I was wondering what I’d usually do to a close friend when he/she would keep me waiting thus. The answer was plain. A swift kick to the pants. Timed for delivery at a time when the pair is worn by the friend in question. Not a strategy you can follow with all friends, of course. Try to pursue it with a random acquaintance and you’d just be inviting more trouble than it’s worth. The first question, therefore, is whether you are close enough with the party concerned. Queenie qualifies. The second question is whether the kick is premature at this stage. It was this question that I was pondering over at the beginning of this article, and I’m inclined to say no.
But then again, there were more logistical hassles around the plan. She was not in kickable distance anymore. She’s all the way up in Dubai, and travel might prove difficult. Most airport frown when you fill up the column “Reason for visit” with the words “To kick a bride”. They’re pretty strict about such things.
Even otherwise, a journey to Dubai soil doesn’t come cheap. And at this stage in my career, I do not earn enough for the luxury of flying abroad to kick brides. Of course, this could have created a whole new meaning for ‘a flying kick’. But maybe… just maybe, there’s a cheaper alternative. What if… I realize this is a heavy compromise, but what if… I simply mail her one shoe, with a set of detailed instructions on how to kick herself?
If I send her only ONE shoe, I can further economize on a subsequent second kick, should the need arise. But then again, can I really trust her to follow those instructions properly?

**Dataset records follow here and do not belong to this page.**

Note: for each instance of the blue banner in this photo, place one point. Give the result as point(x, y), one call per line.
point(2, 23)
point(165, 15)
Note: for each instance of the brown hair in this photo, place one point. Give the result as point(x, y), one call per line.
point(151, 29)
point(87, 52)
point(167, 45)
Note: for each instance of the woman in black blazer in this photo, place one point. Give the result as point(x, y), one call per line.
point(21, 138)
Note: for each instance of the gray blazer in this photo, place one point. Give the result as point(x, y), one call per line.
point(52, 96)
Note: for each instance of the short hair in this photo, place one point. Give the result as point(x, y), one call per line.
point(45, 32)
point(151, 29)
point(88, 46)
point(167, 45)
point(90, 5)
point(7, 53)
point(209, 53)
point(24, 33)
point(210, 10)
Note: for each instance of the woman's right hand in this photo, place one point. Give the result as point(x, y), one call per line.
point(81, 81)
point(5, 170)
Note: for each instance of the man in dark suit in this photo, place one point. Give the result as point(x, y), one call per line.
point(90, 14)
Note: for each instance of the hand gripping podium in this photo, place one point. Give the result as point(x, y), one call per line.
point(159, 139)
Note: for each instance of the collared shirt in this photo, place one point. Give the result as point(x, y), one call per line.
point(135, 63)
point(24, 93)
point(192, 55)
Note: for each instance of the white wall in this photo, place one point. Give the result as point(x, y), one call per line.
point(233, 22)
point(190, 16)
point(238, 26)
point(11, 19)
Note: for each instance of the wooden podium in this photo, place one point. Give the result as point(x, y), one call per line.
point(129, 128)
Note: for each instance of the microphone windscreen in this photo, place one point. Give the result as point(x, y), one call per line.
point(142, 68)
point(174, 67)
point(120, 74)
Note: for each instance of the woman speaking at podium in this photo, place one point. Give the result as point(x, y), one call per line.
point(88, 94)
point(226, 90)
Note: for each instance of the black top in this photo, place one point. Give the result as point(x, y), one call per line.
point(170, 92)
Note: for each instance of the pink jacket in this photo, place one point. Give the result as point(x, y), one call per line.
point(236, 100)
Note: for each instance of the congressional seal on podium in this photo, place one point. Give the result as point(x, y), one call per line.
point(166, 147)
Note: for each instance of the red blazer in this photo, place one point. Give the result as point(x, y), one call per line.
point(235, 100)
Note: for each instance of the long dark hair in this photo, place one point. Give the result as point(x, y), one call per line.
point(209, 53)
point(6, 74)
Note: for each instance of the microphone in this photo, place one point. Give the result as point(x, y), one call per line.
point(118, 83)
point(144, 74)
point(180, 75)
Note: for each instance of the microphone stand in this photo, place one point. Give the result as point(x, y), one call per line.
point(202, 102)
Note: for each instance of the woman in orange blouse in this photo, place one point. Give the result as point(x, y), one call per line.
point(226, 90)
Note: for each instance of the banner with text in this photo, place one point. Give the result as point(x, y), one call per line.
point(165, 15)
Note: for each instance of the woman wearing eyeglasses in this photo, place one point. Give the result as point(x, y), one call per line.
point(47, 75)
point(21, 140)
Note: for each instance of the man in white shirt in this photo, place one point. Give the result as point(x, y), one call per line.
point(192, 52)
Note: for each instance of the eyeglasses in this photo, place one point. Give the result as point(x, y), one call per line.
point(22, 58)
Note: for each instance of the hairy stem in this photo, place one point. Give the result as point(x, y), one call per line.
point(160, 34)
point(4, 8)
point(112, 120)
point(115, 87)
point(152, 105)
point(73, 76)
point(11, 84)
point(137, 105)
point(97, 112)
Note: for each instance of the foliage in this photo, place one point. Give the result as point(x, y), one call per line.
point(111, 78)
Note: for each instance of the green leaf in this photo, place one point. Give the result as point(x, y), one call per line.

I was pondering over this question, unable to come to a definite answer, when, suddenly, Queenie appeared on chat. We had an extremely brief chat, but she managed to tell me she liked the painting before, once again, she disappeared. Keyzer Söze would have been impressed. Now that kinda turns off the whole of this article, doesn’t it? I mean… imagine that you’re writing a griping article about how party A hasn’t responded to item B, and suddenly party A shows up and comments on item B, that’s enough to outdate your entire article, isn’t it? No self-respecting, dignified author would publish the stuff he’s written, given the circumstance. No siree, a self-respecting, dignified author would take the high road, delete the article, and forget the whole thing. Those s. r. dignified authors are like that.